School Board to Study New Math Curriculum

By Ian Shapira
Washington Post Staff Writer
Sunday, March 23, 2008

After months of facing increasing scrutiny from elementary school parents about a new math curriculum, Prince William County School Board members said they are scheduling a work session in May to discuss the program's future.

School Board Chairman Milton C. Johns (At Large) said the panel wants to learn more about the math curriculum, called "Investigations in Number, Data and Space." School Board members appear to be mixed about the program's effectiveness, and Johns said he would like to postpone any decisions about keeping, cutting or scaling back the program until results from the state Standards of Learning (SOL) exams are released later this year.

"I am going to be looking for a significant increase in our scores because the program does increase the workload for parents," said Johns, who has a third-grade child in the program. "If we are going to require that of our parents, then parents should be getting a return and significant increases in test scores."

The curriculum, which emphasizes more creative ways to solve math problems rather than rely solely on memorization, is being gradually introduced in Prince William. Last year, second-graders got the program, followed this year with third-graders. In the next two years, the program is scheduled to roll out for fourth- and fifth-graders.

But third-graders' parents began rising up against it, after many said they were frustrated that their children could not solve basic math equations -- 27 plus 54, for example -- fast and easy.

Prince William educators have been teaching children to solve such problems many different ways, including by breaking the numbers down. For example, instead of stacking the numbers and carrying digits from one column to the next, students would add 20 plus 50; then add 7 plus 4; and finally add up those two figures to reach 81.

School officials say the curriculum increases students' comprehension of numbers and how they work and will pay off significantly when they learn algebra and take SATs.

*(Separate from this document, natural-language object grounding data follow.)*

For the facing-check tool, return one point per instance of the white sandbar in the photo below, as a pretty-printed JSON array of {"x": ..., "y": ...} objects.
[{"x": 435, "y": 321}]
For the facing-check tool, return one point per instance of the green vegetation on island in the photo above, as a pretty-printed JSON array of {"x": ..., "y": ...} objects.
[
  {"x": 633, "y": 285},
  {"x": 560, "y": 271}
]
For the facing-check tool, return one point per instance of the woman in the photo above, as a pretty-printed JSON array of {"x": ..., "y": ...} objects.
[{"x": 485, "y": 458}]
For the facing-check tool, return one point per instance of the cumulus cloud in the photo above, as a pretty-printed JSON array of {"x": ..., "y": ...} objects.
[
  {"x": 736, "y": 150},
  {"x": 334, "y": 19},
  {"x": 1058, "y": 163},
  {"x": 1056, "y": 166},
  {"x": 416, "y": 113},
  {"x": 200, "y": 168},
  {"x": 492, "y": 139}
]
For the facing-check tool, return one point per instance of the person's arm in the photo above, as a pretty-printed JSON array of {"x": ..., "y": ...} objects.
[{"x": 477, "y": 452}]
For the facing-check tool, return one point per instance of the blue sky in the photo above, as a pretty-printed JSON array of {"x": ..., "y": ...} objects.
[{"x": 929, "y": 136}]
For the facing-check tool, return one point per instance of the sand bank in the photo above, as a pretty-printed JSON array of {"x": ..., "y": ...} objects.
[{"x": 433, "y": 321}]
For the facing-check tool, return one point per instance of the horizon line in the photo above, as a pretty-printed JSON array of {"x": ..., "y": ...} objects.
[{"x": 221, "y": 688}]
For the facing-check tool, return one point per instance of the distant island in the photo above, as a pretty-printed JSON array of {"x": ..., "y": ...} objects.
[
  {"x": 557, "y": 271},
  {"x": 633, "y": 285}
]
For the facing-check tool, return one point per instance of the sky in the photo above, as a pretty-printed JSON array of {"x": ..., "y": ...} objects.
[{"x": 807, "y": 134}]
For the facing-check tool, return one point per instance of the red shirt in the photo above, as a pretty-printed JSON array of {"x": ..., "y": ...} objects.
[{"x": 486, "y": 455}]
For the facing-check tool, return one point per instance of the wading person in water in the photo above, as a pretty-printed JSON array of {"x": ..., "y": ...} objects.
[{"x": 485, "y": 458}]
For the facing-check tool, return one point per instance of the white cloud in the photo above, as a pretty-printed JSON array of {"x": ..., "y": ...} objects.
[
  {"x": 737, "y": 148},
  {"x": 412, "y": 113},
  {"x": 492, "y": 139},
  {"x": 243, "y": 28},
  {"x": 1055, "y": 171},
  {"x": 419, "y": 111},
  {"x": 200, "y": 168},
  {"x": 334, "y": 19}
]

In response to some of the criticisms, school officials have posted information on a school system Web site,, including videos and reports called "Clarifying Misconceptions About Investigations in Number, Data and Space."

On the main school system web site,, a video shows Superintendent Steven L. Walts at an early March School Board meeting explaining: "Teachers need to be able to make professional decisions to use additional materials or strategies. . . . We are using other math strategies to help our students and have for some time. These continue to be perfectly acceptable and encouraged."

Alexis Miller, an elementary school parent who helped launch a petition and a Web site,, to protest the program, said it's unclear which schools are using additional materials such as flashcards and memorization.

"It varies widely. I know in our school and in my daughter's class, I still have never seen one piece of supplementation," she said. "But other kids in third grade, they are seeing some worksheets come home with drills and flashcards."

Miller said she hopes her coalition can present a report to the School Board, before the May work session, that outlines parents' concerns with their own research into the new curriculum.

Johns said that parents have given "us plenty to think about it" but that he was unsure how much more research would sway him until he sees the SOL scores.

"My wife and I have been dealing with this as a parent. It's different," Johns said. "We've been learning to adapt."